In a report to clients on Thursday, Morgan Stanley analysts said this week’s meeting in Japan of Group of 20 finance chiefs “could see the dollar coming under early selling pressure.”
Commerce says that the purpose of its proposal is to “provide relief’’ to American workers, farmers and businesses “injured by unfairly subsidized imports,” according to the regulatory filing in which it was announced. It doesn’t expect that this type of countervailing duty, or CVD, would deter trade with any country, according to the proposal.
But current and former Treasury officials aren’t so sure.
While there is value in the U.S. addressing harmful currency practices, tactics such as tariffs “could disrupt global trade and capital flows, create currency wars and damage the international monetary and financial system,’’ said Mark Sobel, a former Treasury official.
“The harm would only worsen if others retaliate in kind,’’ he said.
Sobel was a senior-level civil servant at Treasury in 2007 when Congress unsuccessfully pressured the George W. Bush administration to impose a similar countervailing duty, with China a key target.
Treasury and Commerce
Treasury representatives didn’t respond to requests for comment on the conflict between the two departments. A spokeswoman for Commerce declined to comment.
Commerce’s proposal doesn’t identify any individual country as a target.
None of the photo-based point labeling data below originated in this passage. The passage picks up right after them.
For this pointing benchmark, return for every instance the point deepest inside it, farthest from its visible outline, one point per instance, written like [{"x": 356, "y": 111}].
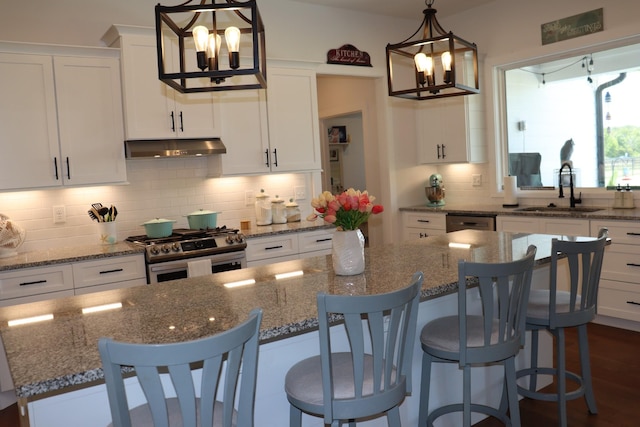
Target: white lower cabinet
[
  {"x": 417, "y": 225},
  {"x": 27, "y": 285},
  {"x": 288, "y": 246},
  {"x": 619, "y": 292},
  {"x": 108, "y": 273}
]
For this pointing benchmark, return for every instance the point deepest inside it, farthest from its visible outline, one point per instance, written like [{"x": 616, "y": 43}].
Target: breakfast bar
[{"x": 56, "y": 367}]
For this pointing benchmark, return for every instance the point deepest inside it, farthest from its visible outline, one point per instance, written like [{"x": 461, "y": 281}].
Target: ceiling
[{"x": 401, "y": 8}]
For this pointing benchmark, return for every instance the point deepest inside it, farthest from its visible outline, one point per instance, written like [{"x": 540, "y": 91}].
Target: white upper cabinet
[
  {"x": 153, "y": 109},
  {"x": 60, "y": 117},
  {"x": 271, "y": 131},
  {"x": 451, "y": 130}
]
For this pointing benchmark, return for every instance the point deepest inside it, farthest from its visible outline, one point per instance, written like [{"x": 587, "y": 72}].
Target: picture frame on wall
[{"x": 337, "y": 134}]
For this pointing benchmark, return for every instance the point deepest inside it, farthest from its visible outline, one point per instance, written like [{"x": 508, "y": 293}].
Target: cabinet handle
[
  {"x": 33, "y": 283},
  {"x": 117, "y": 270}
]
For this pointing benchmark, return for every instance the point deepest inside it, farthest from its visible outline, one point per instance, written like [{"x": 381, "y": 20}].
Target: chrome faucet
[{"x": 572, "y": 199}]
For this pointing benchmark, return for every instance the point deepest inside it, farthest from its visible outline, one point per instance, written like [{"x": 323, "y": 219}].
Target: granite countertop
[
  {"x": 603, "y": 212},
  {"x": 54, "y": 355}
]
It would allow American companies to seek anti-subsidy tariffs on products from countries considered to be engaging in competitive devaluation.
The U.S. government could also initiate an investigation, according the May 23 regulatory filing. The regulation, if implemented, would be administered by the enforcement and compliance unit inside of the Commerce’s International Trade Administration, an agency spokesman said.
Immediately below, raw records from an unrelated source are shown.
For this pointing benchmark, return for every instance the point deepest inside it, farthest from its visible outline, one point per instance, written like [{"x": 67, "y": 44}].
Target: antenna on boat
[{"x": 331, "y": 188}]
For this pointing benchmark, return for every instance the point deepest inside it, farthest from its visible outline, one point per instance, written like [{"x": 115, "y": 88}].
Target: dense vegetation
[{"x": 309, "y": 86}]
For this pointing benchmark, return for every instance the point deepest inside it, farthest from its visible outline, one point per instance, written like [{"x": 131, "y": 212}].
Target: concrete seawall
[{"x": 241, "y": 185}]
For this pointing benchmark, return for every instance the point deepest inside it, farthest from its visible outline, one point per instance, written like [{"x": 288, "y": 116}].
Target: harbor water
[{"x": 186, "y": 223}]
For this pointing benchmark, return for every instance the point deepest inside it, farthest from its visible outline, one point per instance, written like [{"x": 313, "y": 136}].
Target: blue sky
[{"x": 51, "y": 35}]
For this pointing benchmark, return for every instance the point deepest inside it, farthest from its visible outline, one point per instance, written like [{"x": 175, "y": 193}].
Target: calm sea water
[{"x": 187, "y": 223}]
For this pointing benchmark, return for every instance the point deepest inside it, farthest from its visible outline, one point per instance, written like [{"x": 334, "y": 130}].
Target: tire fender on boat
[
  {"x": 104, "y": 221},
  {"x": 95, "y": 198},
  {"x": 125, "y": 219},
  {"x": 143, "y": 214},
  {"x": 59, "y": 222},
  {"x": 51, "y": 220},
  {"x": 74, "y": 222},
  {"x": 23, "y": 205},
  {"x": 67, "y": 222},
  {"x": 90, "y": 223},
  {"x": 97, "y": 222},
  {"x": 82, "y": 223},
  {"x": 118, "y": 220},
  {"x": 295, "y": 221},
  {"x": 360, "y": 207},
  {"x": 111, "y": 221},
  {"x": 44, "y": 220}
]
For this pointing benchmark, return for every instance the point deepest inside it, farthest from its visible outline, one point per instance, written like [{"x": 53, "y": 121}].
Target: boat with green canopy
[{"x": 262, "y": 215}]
A decision to apply a countervailing duty on exports would rely on a framework for analysis to be developed by Treasury, the proposal said. Criteria for the framework would be decided after a public comment period closes on June 27, a senior Treasury official said in a briefing with reporters before Treasury Secretary Steven Mnuchin left for the G-20 gathering in Japan.
Treasury aims to make the framework public and keep it consistent with its semi-annual foreign-exchange report to Congress, according to the official, who spoke on the condition of anonymity. The U.S. government has used that report to signal action against countries suspected of manipulating their currencies.
But in deciding whether to impose countervailing tariffs, Commerce could disregard Treasury’s analysis if it “has good reason to disagree,’’ according to the proposal.
Treasury officials fought to include language in the proposal that would require Commerce’s currency assessments become part of the public record, people familiar with the matter said.
Publicly pitting two U.S. agencies against each other is “highly unusual’’ and risks leaving the administration in an “awkward position,’’ said Doug Jacobson, a trade lawyer at Jacobson Burton Kelley in Washington.
If Commerce overrides Treasury’s assessment of a country’s currency practices, that paper trail could land the U.S. government in court with companies seeking to avoid tariffs, Jacobson said.
Currency traders, meanwhile, say they’re wary of any kind of government intervention in the market — especially by the largest and most important economy in the world.
“We would much prefer currencies to trade based on fundamentals of monetary policy and economic data than tweets’’ and other kinds of political intervention, said John Doyle, a currency strategist at Tempus Inc.
Trump has an unlikely ally in suggesting an aggressive currency policy to achieve economic goals: Democratic presidential candidate Elizabeth Warren. In a plan released earlier this week, she called for “actively managing’’ the dollar to bolster U.S. jobs and growth
Warren, a Massachusetts senator, blames foreign investors and central banks for having “driven up the value of our currency for their own benefit.